La teologia dei carismi, «che non può essere relegata al passato della Chiesa delle origini, giustamente declina nella Chiesa e per la Chiesa di tutti i tempi la perennità e attualità dei doni pentecostali che lo Spirito del Padre e del Figlio concede per il bene comune»[271]. La posizione di Rahner, che inquadra le apparizioni nel quadro del carisma specificamente profetico, lo porta necessariamente a concludere che ad esse vada tributato «un diritto e un dovere di fede (fides divina)», non solo da parte dei veggenti ma anche da quanti siano raggiunti dalla notizia:
«se Dio ha parlato e la cosa è certa, mi è cioè dimostrata con sufficiente chiarezza, allora sorge senz’altro per me il dovere di ascoltare, di obbedire e di credere, per quel tanto che il contenuto di ciò che è stato udito riguarda anche me […] Il senso vero delle profezie è quello di essere un imperativo che ci prescrive l’atteggiamento giusto nei confronti di quel futuro che rimane oscuro, minaccioso e in generale – almeno dal punto di vista mondano – destinato alla morte, un futuro tuttavia salvifico, per colui che crede e ama»[272].
Se però si inquadra il carisma nell’orizzonte più ampio di una vocazione al “servizio” ecclesiogenetico, si è probabilmente in grado di accogliere ed apprezzare ancora meglio il valore della riconoscenza cui tutti sono tenuti secondo il Catechismo, superando quella che sembra essere una inevitabile aporia cui giungere qualora si rimanga in un quadro più specificamente profetico: è intrinseca alla profezia, infatti, l’esigenza dell’obbedienza. È la molteplice riconoscenza che si prova davanti al dono della Chiesa: è perché esiste la Chiesa che posso essere credente; è perché esiste la Chiesa che posso conoscere il Cristo e il suo Vangelo; è perché esiste la Chiesa che posso celebrare nella speranza la fede che opera nella carità; è perché esiste la Chiesa che posso affermare l’irrevocabilità dell’alleanza divina con l’umanità[273].

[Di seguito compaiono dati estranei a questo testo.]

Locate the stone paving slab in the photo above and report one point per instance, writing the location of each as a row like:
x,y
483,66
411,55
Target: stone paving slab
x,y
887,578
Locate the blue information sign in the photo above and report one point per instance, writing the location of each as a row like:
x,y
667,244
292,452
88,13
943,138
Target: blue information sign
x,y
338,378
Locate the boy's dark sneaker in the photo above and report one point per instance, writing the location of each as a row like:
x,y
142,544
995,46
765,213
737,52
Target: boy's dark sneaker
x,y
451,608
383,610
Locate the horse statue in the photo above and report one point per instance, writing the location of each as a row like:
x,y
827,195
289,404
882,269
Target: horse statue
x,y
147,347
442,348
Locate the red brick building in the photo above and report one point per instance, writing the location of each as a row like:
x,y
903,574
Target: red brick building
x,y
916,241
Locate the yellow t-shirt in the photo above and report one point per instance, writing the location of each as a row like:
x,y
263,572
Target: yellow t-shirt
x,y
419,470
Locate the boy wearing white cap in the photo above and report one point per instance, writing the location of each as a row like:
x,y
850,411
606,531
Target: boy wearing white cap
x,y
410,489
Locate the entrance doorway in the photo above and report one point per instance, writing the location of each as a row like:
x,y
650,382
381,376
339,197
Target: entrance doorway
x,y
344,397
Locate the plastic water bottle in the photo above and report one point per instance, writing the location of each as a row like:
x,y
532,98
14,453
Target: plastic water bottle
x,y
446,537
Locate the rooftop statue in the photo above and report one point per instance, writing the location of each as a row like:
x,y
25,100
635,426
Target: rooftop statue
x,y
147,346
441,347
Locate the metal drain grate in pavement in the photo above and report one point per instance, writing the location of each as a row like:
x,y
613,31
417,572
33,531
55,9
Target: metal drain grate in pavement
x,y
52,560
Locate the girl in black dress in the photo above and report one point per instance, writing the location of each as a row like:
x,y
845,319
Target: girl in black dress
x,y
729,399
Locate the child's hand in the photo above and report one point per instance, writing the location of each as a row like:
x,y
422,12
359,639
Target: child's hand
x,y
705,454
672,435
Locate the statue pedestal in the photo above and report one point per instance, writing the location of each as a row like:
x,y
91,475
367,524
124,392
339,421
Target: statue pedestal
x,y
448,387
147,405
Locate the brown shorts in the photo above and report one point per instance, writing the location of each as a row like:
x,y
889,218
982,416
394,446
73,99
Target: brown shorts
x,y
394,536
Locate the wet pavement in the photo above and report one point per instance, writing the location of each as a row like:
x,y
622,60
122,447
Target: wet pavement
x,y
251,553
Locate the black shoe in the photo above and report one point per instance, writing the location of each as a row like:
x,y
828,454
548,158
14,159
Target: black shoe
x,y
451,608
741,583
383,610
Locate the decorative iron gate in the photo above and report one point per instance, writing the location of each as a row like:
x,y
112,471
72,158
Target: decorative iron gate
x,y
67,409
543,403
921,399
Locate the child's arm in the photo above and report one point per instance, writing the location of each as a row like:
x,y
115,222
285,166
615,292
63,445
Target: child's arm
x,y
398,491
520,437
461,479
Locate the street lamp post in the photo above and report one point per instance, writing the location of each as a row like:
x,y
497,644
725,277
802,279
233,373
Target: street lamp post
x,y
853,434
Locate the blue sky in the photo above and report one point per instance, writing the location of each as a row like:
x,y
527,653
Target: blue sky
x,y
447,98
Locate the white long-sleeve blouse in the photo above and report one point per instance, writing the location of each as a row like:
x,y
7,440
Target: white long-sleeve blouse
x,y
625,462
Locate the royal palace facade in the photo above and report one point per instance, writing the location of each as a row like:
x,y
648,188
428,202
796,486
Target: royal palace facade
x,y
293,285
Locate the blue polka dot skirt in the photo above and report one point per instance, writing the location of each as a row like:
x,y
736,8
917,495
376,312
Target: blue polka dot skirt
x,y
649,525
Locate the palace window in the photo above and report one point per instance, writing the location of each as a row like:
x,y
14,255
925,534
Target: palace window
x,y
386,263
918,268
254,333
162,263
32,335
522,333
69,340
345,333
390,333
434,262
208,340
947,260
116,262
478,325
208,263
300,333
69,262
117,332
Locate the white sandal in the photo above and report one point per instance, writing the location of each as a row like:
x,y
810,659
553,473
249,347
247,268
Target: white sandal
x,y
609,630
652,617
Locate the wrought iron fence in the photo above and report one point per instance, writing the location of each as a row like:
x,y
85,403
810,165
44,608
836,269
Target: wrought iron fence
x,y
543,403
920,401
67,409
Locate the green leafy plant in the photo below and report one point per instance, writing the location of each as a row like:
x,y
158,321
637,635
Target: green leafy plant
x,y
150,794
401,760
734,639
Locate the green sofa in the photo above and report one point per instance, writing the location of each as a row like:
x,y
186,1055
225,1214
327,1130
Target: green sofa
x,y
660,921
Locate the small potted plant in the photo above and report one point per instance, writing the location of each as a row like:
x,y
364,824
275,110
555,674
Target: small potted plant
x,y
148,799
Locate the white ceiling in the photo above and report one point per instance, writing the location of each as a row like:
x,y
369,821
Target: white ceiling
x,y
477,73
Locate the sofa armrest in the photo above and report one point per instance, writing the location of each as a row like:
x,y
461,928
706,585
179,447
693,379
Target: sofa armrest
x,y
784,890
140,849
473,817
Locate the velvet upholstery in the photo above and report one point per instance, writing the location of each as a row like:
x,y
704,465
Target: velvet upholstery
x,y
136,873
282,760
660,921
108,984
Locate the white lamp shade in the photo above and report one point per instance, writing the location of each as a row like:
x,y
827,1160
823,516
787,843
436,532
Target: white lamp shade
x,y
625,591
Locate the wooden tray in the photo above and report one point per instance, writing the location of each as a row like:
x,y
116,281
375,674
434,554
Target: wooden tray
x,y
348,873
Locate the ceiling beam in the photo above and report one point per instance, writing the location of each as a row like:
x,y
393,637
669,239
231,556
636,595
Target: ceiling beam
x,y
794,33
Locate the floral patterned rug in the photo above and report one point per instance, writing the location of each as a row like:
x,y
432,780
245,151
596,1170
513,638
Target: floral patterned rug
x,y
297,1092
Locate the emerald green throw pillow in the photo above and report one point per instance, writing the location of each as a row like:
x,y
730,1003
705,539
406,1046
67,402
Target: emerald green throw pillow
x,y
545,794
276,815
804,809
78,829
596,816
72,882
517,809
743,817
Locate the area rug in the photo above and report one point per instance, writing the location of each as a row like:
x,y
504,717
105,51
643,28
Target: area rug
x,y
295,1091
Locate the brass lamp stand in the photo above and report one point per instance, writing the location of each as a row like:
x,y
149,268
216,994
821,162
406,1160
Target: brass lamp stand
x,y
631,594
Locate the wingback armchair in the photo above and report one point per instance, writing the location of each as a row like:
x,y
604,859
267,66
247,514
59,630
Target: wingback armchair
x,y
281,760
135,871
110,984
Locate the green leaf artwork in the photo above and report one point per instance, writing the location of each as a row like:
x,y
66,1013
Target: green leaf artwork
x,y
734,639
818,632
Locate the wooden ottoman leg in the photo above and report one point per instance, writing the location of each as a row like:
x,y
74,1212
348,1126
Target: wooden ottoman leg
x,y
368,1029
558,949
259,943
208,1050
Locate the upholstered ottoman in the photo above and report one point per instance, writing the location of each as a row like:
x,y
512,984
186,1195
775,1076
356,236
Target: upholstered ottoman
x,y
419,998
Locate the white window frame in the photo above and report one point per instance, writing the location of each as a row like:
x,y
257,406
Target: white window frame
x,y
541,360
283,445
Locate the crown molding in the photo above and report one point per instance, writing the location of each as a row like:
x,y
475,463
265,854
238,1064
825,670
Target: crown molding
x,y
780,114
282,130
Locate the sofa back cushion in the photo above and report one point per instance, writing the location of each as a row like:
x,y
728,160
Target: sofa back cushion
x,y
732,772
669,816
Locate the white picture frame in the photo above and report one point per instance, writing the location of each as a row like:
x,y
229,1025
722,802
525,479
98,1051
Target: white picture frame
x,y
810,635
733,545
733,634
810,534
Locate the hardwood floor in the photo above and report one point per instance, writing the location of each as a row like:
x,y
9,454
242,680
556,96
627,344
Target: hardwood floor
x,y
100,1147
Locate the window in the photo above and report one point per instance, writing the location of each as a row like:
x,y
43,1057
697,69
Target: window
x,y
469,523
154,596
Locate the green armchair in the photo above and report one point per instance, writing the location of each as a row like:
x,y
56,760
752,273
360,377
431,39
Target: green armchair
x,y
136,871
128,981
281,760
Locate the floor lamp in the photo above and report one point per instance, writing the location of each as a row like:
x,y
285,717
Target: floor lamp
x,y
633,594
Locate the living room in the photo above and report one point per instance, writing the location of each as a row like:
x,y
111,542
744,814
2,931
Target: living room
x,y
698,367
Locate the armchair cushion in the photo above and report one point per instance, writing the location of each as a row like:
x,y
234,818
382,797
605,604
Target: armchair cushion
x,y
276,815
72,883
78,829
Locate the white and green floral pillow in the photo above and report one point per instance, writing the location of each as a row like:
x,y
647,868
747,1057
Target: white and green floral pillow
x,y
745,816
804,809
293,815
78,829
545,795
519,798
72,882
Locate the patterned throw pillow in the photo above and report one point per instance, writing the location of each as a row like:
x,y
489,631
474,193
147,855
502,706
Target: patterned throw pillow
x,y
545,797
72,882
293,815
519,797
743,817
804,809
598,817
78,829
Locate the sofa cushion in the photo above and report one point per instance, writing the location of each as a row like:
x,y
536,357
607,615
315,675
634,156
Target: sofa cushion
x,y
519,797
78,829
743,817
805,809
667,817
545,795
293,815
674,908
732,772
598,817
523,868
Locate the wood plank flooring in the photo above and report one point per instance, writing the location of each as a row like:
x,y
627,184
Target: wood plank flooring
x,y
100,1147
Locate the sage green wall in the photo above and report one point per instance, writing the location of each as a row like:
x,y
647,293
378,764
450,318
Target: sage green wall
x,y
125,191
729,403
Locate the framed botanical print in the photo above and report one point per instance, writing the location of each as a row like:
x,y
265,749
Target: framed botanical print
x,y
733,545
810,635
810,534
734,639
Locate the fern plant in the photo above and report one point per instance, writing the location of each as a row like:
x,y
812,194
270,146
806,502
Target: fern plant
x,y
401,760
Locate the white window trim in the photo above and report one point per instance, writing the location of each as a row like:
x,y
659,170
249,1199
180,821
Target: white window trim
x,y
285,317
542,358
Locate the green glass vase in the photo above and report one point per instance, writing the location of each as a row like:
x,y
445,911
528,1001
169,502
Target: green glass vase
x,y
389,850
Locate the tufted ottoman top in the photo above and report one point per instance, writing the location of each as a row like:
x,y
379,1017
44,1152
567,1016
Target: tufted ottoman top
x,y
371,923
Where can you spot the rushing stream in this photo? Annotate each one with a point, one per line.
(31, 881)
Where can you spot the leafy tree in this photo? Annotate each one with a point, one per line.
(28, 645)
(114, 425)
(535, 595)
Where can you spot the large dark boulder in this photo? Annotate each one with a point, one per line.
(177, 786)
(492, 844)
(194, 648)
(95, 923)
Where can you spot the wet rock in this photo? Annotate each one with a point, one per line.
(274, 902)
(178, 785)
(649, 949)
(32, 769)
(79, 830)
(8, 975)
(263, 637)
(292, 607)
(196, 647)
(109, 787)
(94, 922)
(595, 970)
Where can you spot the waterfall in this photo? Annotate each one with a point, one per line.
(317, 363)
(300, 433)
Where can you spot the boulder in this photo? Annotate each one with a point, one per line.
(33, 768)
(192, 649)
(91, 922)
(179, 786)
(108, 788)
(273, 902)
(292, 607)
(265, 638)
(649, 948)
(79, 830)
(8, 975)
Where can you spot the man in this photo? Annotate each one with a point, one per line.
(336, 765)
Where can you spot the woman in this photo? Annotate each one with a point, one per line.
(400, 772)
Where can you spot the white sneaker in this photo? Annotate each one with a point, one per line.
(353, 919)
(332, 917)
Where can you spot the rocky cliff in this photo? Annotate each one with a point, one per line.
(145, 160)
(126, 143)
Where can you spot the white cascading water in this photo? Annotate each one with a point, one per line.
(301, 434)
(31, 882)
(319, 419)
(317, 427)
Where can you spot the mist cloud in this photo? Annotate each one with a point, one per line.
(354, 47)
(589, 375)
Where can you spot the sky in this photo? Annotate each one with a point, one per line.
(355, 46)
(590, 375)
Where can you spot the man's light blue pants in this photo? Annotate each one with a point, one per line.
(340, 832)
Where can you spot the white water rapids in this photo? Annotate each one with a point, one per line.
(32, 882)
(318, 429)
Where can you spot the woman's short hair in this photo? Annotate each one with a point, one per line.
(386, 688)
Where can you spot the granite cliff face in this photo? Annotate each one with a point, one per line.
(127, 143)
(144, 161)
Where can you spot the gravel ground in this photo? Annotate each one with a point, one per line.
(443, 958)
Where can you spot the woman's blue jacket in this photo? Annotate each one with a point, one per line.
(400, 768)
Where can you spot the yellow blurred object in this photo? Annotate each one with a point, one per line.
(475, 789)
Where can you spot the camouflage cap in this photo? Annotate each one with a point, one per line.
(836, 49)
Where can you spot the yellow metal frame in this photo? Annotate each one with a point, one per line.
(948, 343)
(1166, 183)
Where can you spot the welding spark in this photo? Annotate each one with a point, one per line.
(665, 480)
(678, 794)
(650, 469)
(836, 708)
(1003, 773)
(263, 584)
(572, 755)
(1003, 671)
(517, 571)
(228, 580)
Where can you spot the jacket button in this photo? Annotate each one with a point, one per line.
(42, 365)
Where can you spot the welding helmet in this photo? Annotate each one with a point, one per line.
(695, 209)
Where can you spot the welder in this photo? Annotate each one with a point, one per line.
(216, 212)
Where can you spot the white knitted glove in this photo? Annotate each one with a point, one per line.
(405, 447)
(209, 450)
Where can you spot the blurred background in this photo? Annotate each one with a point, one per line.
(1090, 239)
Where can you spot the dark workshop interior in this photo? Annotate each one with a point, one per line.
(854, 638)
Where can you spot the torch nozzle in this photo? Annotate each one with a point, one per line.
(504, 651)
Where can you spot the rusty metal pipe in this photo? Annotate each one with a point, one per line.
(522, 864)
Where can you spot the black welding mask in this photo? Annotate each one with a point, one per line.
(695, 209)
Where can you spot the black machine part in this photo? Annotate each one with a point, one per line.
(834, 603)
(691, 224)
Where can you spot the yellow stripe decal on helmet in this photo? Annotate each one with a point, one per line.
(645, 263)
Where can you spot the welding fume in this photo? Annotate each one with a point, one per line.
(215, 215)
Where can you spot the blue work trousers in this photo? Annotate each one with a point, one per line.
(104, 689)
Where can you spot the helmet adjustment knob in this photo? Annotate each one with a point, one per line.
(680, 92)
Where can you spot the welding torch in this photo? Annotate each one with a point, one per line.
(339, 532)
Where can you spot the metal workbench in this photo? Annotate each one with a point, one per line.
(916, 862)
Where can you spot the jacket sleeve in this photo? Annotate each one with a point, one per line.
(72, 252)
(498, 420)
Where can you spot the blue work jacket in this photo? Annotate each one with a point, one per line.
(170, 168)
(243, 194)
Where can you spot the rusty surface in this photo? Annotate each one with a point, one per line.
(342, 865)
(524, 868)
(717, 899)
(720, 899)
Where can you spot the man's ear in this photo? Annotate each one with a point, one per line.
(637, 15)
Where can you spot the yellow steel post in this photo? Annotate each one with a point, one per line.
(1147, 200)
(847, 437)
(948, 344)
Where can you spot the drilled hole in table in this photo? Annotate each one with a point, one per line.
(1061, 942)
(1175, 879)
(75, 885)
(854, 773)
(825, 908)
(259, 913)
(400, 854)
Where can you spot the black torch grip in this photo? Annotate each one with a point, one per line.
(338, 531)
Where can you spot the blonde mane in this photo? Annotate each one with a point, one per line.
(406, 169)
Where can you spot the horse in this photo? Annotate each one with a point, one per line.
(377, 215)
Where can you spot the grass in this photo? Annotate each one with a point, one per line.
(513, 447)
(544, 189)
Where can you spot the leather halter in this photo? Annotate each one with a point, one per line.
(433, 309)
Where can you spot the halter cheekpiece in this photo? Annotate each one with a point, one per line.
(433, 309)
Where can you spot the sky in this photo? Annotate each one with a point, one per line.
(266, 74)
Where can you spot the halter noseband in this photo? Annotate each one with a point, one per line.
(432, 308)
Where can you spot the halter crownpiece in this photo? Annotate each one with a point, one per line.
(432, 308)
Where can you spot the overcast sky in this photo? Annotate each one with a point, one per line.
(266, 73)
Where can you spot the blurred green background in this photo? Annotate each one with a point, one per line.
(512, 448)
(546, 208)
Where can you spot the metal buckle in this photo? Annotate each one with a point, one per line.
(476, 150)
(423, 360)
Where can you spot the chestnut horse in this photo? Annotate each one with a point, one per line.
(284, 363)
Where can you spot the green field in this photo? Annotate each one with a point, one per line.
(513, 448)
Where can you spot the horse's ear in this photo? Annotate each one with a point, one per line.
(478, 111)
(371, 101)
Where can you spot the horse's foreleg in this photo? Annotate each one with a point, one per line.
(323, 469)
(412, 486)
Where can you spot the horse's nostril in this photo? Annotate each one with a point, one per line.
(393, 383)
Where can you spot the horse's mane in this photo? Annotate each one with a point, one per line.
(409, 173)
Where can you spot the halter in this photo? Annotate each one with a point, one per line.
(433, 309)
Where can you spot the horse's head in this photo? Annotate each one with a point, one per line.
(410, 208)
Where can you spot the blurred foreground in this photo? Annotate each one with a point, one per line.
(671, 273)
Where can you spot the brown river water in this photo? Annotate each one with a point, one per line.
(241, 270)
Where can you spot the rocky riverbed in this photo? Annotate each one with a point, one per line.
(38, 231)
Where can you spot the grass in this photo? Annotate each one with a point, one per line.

Tutto questo non fa che riproporre con ancora maggiore urgenza l’esigenza di una criteriologia teologica adeguata soprattutto oggi, in cui fenomeni quali apparizioni (della Vergine o dei santi) o messaggi a loro ascritti, così come altri eventi simili (movimenti di statue, lacrimazioni di sangue,) sembrano essere molto frequenti e aperti a continue deformazioni, anche tenendo conto dell’influenza organica e invasiva dei media (i cui interessi non possono certo essere definiti come cristiani) e di una sempre maggiore frattura tra i pronunciamenti della gerarchia e l’esperienza religiosa dei singoli come dei gruppi. Forse proprio l’aver finalmente ritrovato la metodologia che permise all’apparizione de La Salette di iniziare il suo cammino nella comunità cristiana può essere la porta che apre un futuro di equilibrio, di rinnovamento, di santità.